Concentrarsi su una visione alta, in cui pubblico e privato lavorano insieme, è il suggerimento ribadito da Marcello Cattani, presidente di Farmindustria, per il settore farmaceutico che viene messo alla prova continuamente dagli stravolgimenti geopolitici e dai tentativi di riforma a livello europeo. "Lo scenario internazionale – ha detto – impone oggi all’Italia scelte chiare e coraggiose: l’industria farmaceutica è un asset strategico per la salute dei cittadini, ma anche per la competitività, la crescita, l’occupazione, lo sviluppo delle competenze e la sicurezza della nostra Nazione. In questo quadro, è fondamentale rafforzare la capacità di fare sistema, semplificare i processi decisionali e garantire un accesso rapido e uniforme all’innovazione su tutto il territorio nazionale, guardando anche alle politiche messe in campo dall'amministrazione statunitense, come la clausola della Most Favored Nation. L’industria è pronta a fare la propria parte, investendo in ricerca, sviluppo e produzione, ma è necessario un quadro regolatorio stabile, prevedibile e capace di valorizzare il contributo del settore. Confidiamo nel percorso parlamentare del Testo Unico sulla legislazione farmaceutica perché solo attraverso una collaborazione strutturata tra istituzioni, comunità scientifica e industria possiamo cogliere appieno le opportunità offerte da questa fase di trasformazione e consolidare il ruolo dell’Italia come hub farmaceutico di primo piano a livello internazionale”.

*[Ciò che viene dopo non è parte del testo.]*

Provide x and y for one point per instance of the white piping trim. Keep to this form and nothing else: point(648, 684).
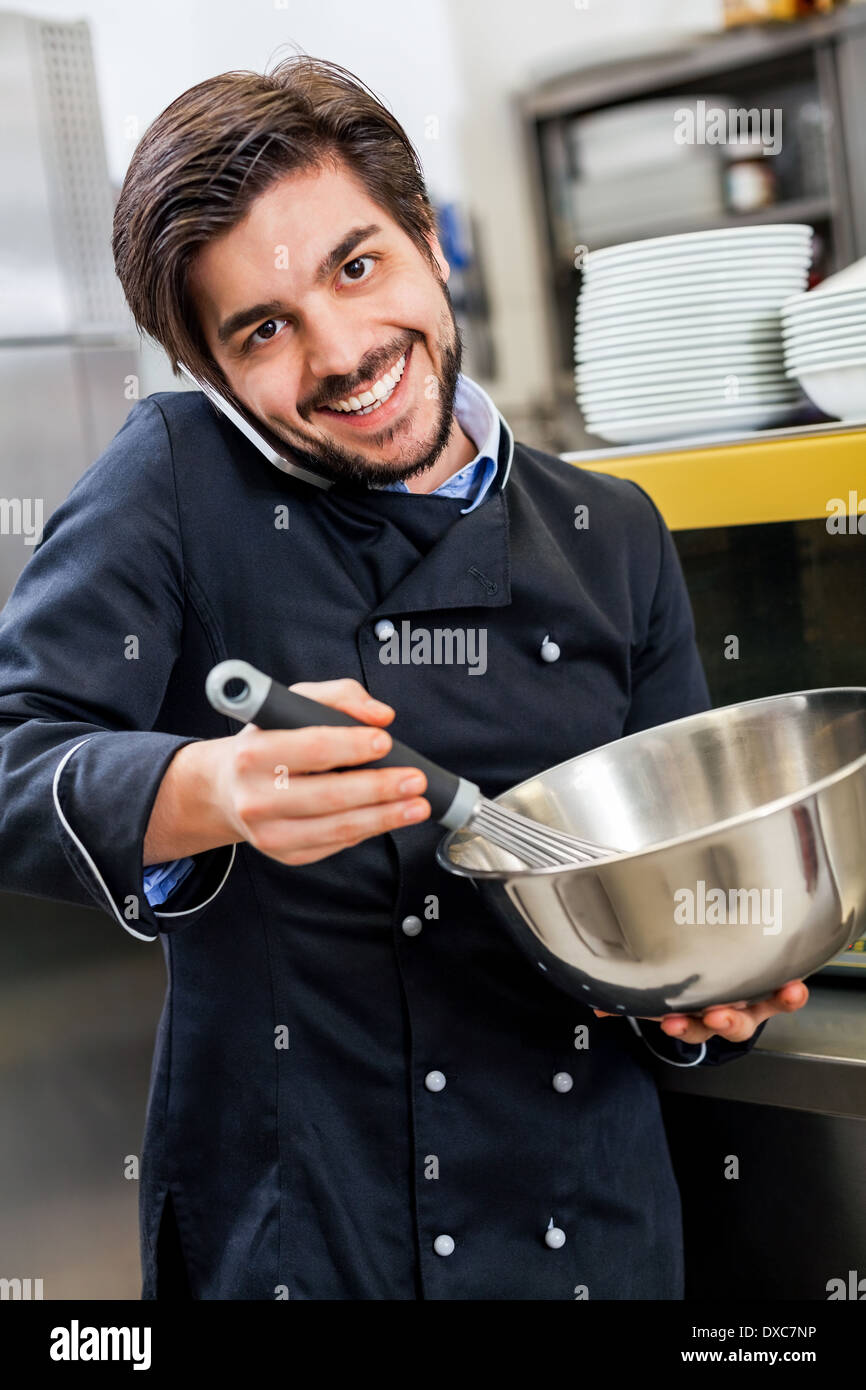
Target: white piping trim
point(508, 467)
point(199, 905)
point(659, 1054)
point(77, 841)
point(66, 824)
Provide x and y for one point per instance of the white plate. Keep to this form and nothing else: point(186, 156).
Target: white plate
point(819, 323)
point(733, 359)
point(699, 292)
point(713, 388)
point(833, 345)
point(649, 348)
point(812, 303)
point(656, 337)
point(788, 394)
point(824, 359)
point(633, 316)
point(770, 234)
point(790, 268)
point(802, 342)
point(676, 427)
point(840, 391)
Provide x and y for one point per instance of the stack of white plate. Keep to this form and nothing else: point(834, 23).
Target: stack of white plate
point(681, 335)
point(824, 337)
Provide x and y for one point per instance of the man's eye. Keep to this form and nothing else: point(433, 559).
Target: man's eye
point(350, 267)
point(268, 324)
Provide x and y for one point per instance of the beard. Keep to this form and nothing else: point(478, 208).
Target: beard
point(345, 464)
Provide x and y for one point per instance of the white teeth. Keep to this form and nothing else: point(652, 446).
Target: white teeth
point(377, 395)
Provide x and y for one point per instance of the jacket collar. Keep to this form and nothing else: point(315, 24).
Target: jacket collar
point(470, 563)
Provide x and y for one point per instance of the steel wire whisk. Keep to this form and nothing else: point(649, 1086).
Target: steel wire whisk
point(455, 801)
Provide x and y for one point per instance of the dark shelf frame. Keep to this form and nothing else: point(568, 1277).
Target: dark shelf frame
point(837, 43)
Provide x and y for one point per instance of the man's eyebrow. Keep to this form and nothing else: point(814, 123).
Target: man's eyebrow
point(243, 317)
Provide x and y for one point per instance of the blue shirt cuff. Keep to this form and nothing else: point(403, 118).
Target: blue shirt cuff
point(160, 880)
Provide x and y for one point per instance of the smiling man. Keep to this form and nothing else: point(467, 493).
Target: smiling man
point(360, 1090)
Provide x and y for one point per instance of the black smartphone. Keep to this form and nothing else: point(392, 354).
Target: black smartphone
point(274, 449)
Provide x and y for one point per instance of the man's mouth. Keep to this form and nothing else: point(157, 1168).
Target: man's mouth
point(382, 395)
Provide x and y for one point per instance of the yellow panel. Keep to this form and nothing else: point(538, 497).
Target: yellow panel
point(758, 480)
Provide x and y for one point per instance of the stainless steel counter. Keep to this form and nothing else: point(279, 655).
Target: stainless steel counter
point(813, 1059)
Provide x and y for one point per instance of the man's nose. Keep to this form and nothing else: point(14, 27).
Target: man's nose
point(334, 348)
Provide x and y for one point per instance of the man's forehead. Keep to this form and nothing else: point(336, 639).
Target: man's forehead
point(291, 227)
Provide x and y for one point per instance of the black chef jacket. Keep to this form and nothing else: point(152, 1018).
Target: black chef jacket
point(295, 1132)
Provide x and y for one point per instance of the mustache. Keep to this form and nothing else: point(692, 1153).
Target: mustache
point(337, 388)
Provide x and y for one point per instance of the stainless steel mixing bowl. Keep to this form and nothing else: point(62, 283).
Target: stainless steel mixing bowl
point(742, 863)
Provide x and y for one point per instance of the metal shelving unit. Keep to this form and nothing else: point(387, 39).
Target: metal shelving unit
point(823, 56)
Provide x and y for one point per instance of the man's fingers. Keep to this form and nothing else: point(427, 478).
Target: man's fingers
point(314, 749)
point(348, 695)
point(734, 1022)
point(284, 838)
point(325, 794)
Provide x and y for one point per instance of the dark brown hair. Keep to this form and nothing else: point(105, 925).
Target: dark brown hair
point(209, 154)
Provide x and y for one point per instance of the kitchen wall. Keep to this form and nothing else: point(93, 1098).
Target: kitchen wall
point(444, 59)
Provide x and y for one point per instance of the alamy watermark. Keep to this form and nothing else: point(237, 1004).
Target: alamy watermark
point(435, 647)
point(21, 516)
point(705, 124)
point(738, 906)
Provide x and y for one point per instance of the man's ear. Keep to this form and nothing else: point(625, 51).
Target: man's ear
point(433, 241)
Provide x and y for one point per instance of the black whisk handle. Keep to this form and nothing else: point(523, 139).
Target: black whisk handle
point(268, 705)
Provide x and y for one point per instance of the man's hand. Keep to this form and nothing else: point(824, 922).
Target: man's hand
point(313, 809)
point(734, 1022)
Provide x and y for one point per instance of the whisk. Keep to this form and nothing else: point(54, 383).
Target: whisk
point(456, 802)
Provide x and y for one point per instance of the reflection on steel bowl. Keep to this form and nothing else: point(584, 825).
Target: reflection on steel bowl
point(742, 862)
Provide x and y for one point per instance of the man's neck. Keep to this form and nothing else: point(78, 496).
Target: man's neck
point(456, 455)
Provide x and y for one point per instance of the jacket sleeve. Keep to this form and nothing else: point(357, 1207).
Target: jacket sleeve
point(88, 642)
point(669, 683)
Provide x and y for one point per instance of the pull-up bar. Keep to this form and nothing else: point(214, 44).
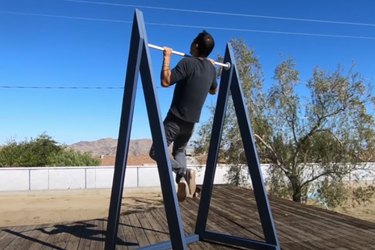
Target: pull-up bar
point(225, 65)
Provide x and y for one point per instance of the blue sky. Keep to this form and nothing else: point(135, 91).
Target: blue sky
point(63, 62)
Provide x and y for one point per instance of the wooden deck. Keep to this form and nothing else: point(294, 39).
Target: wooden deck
point(233, 211)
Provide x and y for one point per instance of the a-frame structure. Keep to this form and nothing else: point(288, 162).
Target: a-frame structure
point(139, 62)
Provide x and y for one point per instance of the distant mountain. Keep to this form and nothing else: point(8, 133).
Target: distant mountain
point(108, 147)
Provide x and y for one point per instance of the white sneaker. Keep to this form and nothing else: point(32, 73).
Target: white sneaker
point(190, 175)
point(182, 189)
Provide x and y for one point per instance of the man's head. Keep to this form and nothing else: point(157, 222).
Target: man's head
point(202, 45)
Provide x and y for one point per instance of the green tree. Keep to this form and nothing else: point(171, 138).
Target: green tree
point(304, 140)
point(42, 151)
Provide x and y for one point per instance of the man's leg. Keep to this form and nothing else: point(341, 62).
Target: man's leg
point(179, 154)
point(172, 129)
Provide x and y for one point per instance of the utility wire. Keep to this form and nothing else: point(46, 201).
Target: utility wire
point(225, 13)
point(193, 26)
point(57, 87)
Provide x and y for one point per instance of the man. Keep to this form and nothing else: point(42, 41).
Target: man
point(194, 77)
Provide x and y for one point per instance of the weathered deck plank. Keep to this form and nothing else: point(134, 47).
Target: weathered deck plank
point(233, 211)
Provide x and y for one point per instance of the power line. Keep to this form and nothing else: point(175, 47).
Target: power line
point(194, 26)
point(59, 87)
point(65, 17)
point(262, 31)
point(225, 13)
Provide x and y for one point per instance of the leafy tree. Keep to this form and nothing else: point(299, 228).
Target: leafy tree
point(304, 140)
point(40, 152)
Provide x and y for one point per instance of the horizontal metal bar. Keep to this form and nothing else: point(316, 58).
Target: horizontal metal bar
point(225, 65)
point(237, 241)
point(168, 245)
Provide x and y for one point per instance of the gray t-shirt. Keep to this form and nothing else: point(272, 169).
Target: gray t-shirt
point(194, 77)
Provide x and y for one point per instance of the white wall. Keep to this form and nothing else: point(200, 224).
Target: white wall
point(21, 179)
point(57, 178)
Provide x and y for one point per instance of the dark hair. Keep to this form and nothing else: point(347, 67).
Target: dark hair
point(205, 43)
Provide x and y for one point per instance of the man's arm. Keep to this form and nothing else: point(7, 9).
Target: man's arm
point(213, 91)
point(165, 74)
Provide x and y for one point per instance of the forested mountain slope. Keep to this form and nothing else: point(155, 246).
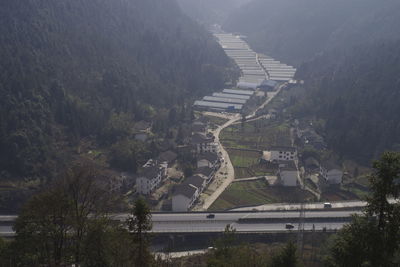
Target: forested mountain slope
point(294, 31)
point(67, 68)
point(357, 94)
point(210, 11)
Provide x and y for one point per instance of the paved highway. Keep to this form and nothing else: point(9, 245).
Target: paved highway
point(243, 221)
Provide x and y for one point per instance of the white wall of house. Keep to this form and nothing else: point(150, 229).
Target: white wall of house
point(289, 178)
point(204, 163)
point(145, 185)
point(283, 155)
point(181, 203)
point(207, 147)
point(334, 176)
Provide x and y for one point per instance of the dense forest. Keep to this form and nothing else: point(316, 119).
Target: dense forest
point(348, 54)
point(294, 31)
point(75, 70)
point(356, 93)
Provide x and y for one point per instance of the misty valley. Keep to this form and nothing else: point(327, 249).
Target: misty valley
point(200, 133)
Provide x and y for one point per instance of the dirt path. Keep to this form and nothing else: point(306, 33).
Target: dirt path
point(226, 174)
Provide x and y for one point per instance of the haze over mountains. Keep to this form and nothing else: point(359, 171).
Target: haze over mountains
point(295, 31)
point(347, 53)
point(72, 69)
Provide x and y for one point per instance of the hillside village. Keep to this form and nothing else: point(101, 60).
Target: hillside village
point(182, 177)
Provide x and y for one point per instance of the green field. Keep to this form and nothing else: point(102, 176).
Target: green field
point(247, 164)
point(260, 135)
point(258, 192)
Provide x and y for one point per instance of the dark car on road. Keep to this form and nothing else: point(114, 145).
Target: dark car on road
point(289, 226)
point(210, 216)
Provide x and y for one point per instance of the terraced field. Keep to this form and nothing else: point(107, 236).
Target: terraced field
point(252, 193)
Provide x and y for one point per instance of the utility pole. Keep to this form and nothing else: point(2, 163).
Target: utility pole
point(300, 233)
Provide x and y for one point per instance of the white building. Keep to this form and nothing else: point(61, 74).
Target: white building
point(331, 173)
point(289, 175)
point(207, 159)
point(202, 143)
point(150, 177)
point(276, 154)
point(184, 197)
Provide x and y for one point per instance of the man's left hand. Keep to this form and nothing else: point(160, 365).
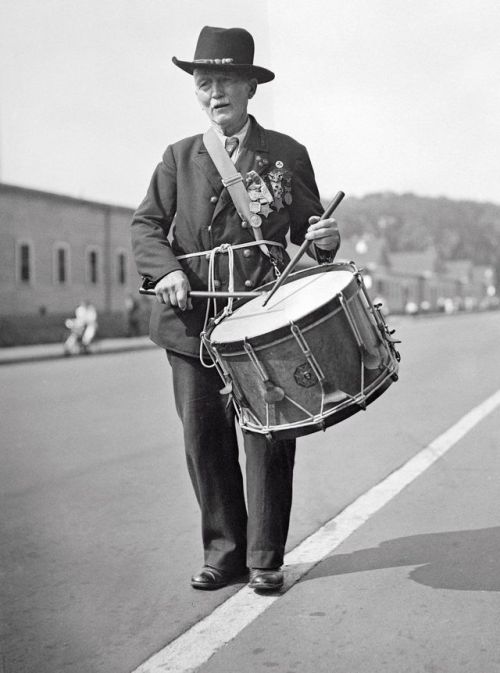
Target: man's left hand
point(323, 233)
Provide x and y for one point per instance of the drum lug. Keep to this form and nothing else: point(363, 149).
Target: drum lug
point(273, 394)
point(227, 390)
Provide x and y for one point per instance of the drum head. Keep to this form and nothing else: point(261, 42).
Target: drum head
point(293, 300)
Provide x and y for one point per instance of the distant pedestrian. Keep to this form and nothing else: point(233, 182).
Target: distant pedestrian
point(83, 328)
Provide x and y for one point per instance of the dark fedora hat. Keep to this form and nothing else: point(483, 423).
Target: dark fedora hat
point(225, 48)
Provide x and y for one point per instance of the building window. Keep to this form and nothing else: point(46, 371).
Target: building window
point(122, 268)
point(61, 263)
point(24, 262)
point(93, 266)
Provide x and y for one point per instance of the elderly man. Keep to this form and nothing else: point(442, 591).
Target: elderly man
point(178, 256)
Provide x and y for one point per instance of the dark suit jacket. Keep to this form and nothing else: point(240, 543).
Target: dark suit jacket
point(186, 191)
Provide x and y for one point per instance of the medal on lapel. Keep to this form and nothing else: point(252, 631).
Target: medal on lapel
point(260, 198)
point(281, 185)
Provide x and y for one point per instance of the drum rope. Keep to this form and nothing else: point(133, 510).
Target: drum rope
point(224, 248)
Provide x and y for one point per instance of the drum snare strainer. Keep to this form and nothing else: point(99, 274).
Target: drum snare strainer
point(318, 352)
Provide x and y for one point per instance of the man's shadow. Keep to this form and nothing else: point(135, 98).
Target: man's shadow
point(466, 560)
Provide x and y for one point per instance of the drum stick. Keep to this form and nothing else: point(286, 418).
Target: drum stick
point(211, 295)
point(304, 247)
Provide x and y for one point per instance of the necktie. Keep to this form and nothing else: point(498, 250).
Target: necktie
point(231, 144)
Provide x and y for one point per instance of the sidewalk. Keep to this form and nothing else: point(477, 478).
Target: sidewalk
point(17, 354)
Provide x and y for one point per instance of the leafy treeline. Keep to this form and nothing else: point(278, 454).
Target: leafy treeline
point(458, 229)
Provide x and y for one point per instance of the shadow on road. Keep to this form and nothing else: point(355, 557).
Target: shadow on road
point(465, 560)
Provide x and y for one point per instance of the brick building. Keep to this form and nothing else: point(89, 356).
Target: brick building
point(56, 250)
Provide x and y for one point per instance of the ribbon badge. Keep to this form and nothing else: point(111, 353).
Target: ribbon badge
point(260, 197)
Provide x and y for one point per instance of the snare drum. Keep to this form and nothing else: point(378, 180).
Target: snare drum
point(318, 352)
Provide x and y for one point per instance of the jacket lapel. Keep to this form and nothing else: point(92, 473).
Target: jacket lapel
point(253, 156)
point(204, 162)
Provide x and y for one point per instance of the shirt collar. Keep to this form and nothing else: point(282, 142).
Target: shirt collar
point(240, 135)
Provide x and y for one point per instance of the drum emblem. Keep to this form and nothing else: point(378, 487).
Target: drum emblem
point(305, 376)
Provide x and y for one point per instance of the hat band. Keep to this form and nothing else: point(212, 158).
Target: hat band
point(214, 61)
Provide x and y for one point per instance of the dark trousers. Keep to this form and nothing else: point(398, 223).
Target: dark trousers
point(235, 534)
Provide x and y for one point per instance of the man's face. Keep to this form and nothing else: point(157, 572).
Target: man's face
point(224, 96)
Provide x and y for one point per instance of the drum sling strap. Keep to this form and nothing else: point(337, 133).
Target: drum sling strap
point(233, 181)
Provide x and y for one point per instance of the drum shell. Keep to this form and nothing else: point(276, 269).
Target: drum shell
point(349, 365)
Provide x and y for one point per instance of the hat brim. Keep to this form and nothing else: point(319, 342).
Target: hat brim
point(262, 75)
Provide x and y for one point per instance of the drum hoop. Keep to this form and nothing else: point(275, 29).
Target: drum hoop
point(280, 334)
point(316, 420)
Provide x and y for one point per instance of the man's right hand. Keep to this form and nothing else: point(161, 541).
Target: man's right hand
point(174, 289)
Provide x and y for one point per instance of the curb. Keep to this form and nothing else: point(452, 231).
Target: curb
point(38, 353)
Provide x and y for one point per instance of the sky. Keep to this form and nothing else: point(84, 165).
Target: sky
point(387, 95)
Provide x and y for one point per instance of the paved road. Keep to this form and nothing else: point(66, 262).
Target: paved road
point(100, 529)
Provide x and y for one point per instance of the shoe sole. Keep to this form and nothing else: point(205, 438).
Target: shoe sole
point(265, 588)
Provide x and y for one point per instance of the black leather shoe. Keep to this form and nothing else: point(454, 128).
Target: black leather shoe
point(213, 578)
point(266, 579)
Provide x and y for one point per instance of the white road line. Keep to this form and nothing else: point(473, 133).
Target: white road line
point(194, 647)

Carenza di competenze specialistiche

Un altro problema da affrontare, in particolare nel nostro Paese, è la fuga di giovani laureati all’estero che rendono la domanda di risorse formate da aziende e realtà produttive sempre più difficile. La carenza sta aumentando il divario con altri Paesi e pesa come un onere economico per l'Italia, in misura superiore ai 4 miliardi di euro l'anno e colpisce in modo trasversale tutti i comparti industriali. “L'impatto – ha precisato Cattani – ricade per il 50% proprio sull'industria farmaceutica, posizionandoci come i primi soggetti interessati a sostenere ogni iniziativa o politica sinergica volta a favorire lo sviluppo di competenze innovative. Tali competenze sono il motore di un settore che, a livello globale e non solo nazionale, investe più di ogni altro in ricerca e sviluppo, trasformando l'innovazione in uno strumento di libertà e di nuove opportunità per il futuro”.